Many researchers have extended the traditional 2D convolutional neural network to integrate temporal information. 3D CNN was proposed by Hara et al. [
45] to include temporal information using a 3D kernel to extract information from both the spatial and the temporal domains. Limiting spatial space looks reasonable whereas, for the extraction of motion information, limiting time domain to a few frames seems deficient. Ng et al. [
46] proposed that instead of learning temporal information from few frames, temporal pooling can be applied to integrate the temporal domain information in network layers.
Simonyan et al. [
39] extended the convolutional neural network by proposing a two-stream architecture. Similar to the way human vision cortex learns appearance and motion information using ventral (object recognition) and dorsal (motion recognition) streams, they used two pathways to learn spatial and temporal information for appearance and motion respectively.
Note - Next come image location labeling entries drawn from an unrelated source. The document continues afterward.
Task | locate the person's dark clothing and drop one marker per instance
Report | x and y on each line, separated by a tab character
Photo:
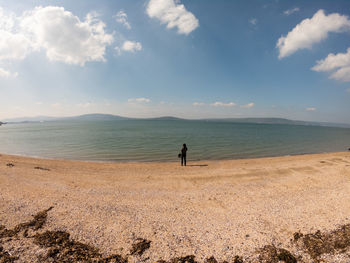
183	155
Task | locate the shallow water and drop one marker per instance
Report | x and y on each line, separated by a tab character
161	140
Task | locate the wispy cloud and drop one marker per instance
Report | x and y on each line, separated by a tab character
291	11
129	46
84	105
122	18
173	14
311	31
198	104
41	29
248	106
222	104
253	21
310	109
7	74
339	64
56	105
139	100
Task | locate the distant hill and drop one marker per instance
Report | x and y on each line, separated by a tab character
96	117
85	117
282	121
166	118
110	117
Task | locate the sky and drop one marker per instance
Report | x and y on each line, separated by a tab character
183	58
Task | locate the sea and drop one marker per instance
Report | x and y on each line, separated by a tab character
161	140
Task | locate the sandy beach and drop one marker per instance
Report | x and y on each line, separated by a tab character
251	208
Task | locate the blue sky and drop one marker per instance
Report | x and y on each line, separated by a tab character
188	58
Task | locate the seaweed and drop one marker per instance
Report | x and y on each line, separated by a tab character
35	224
63	249
271	254
318	243
140	246
5	257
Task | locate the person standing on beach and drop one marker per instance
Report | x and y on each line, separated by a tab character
183	154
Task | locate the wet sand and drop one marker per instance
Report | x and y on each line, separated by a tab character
209	208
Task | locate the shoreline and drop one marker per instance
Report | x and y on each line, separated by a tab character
167	162
209	208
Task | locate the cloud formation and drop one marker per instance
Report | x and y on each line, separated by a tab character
128	46
139	100
291	11
339	64
310	109
222	104
196	104
253	21
173	14
7	74
60	33
248	106
311	31
131	46
122	18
The spatial stream was learned on a model pretrained on ImageNet while the temporal stream was trained on an action recognition dataset to address the unavailability of pretrained models on flow information.
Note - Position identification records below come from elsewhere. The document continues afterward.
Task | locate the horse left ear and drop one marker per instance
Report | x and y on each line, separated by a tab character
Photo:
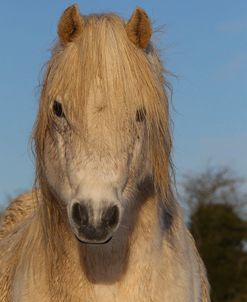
70	24
139	29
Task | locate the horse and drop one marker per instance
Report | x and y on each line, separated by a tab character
103	222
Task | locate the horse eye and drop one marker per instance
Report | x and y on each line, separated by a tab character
140	115
57	109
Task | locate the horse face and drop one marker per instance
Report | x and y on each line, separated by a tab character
96	173
96	148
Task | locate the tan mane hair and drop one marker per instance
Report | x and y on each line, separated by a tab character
103	60
103	49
Following the success of the two-stream architecture, Feichtenhofer et al. [
47] extended the two-stream CNN and proposed a spatio-temporal residual network. Motivated by the success of ResNet in ILSVRC 2015, they pretrained ResNet on ImageNet for action recognition. They embedded the residual connection between appearance and motion streams to allow the hierarchical learning of spatiotemporal features for both streams.
Hara et al. [
45] also utilized the ResNet model for human action classification. They made use of 3D convolutional kernels to integrate temporal information in a residual network. They trained and evaluated their proposed 3D ResNet model on relatively large action recognition datasets (Kinetics and Activity Net). Temporal ResNet [
48] also integrated temporal information in a spatial residual network by modifying the basic residual function using an additional temporal conv block.
5. Conclusions and Future Work
In this paper, a dynamic spatio-temporal Bag of Expressions model for human action recognition has been introduced. Not only does it preserve the inherent qualities of the classical BoVW approach but it also acquires contextual information that would be lost with a conventional formation of visual words representation. We proposed a new Bag of Expressions generation method based on the density of spatio-temporal cube of visual words. The new model addresses the inter-class variation challenge observed in realistic scenarios by using a class-specific representation for visual expression generation. Viewpoint variation and occlusion challenges are also partially addressed by considering the spatio-temporal relation of visual words representation. The model was tested on four publicly available datasets that is, KTH, UCF Sports, UCF11 and UCF50. D-STBoE consistently outperformed all state-of-the-art ’traditional’ methods while achieving competitive results when compared to deep learning approaches, which demonstrated best performance on two of the four datasets. In terms of practical deployment, D-STBoE could be a competitive solution compared to deep learning based systems, since, unlike them, it does not require a large dataset for training that is, D-STBoE is better suited for practical applications where availability of training data is usually limited.
Future work will explore the potential advantage of using spatio-temporal cube’s density based neighborhood information for deep learning features and methods and also investigate exploiting spatio-temporal neighborhood information for action detection in even more realistic and complex scenarios.